Beberapa kali Lastri memergoki, istri tuan mudanya itu, melamun dan menangis, terkadang sebagai wanita, Lastri ingin menghibur nyonya, namun dia takut kalau nanti tuan muda marah, karena merasa dia ikut campur dalam masalah keluarganya, dan Lastri percaya kalau tuan mudanya adalah lelaki yang baik dan bertanggung jawab, dia tidak akan mengabaikan istrinya, jika tidak ada apa-apa.
“Bibik, sedang membuat apa?” Tanya Khanza saat mendapati dapur dipenuhi dengan beberapa bahan membuat kue. Lastri sedikit kaget, dia tidak menyadari kehadiran Khanza, karena tadi dia lagi sibuk memikirkan tuan mudanya.
“Lagi membuat cake, kesukaan non Zila.”
“Boleh aku bantu.”
“Nggak usah. Nya! Nanti tangan nyonya kotor.”
“Nggak apa-apa, aku biasa kok buat kue sendiri.” Ujar Khanza dia mengambil alih pekerjaan Lastri
“Tapi…”
“Bibik kerjakan yang lain saja.”
“Baiklah.” Kata Lastri, seraya mengambil beberapa bumbu dapur, karena dia juga akan membuat rendang kesukaan nyonya Azura.

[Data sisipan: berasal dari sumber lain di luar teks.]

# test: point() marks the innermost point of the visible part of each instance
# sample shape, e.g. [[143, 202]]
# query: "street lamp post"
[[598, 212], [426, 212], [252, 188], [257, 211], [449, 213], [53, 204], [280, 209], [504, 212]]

Bunyi mixer menderu berpacu dengan keringat yang mulai meleleh di dahi Khanza, ini kue ketiga yang dibuatnya. Aroma cake sudah tercium memenuhi dapur, sudah dua cake yang selesai dan tergeletak indah di meja makan. Khanza terlihat sangat bahagia melakukan pekerjaan, walaupun ada percikan adonan menempel di wajahnya.
“Hemmm, wangi sekali, pasti rasanya enak.” Ujar Lastri, dia tak menduga kalau nyonya mudanya, sangat pandai membuat cake.
“Biasa saja rasanya, nggak jauh beda dengan buatan bibik, kan sama resepnya.” Ujar Khanza menuang adonan cake ketiga ke dalam loyang, lalu memasukkan ke dalam open, mengatur tempatarur apinya agar setabil.
“Aroma rendangnya sangat mengoda. Bik!” ujar Khanza seraya mengambil serokan, terus ikutan mengaduk.
“Coba, nyonya cicip, gimana rasanya.” Lastri menyodorkan piring kecil, yang berisi dua potong daging.
Khanza mengambil potongan daging dan membaginya dua, lalu meniup-niup agar cepat dingin, begitu yakin daging sudah dingin, dia memasukkan kedalam mulutnya. Dan mengunyah pelan, mencari sensi dari kekurangan rasa.
“Hemmm, dagingnya sudah empuk, cuman menurutku kurang asin bik.”
Lastri mengambil bagian daging yang dipotong Khanza, lalu memasukkan ke mulutnya.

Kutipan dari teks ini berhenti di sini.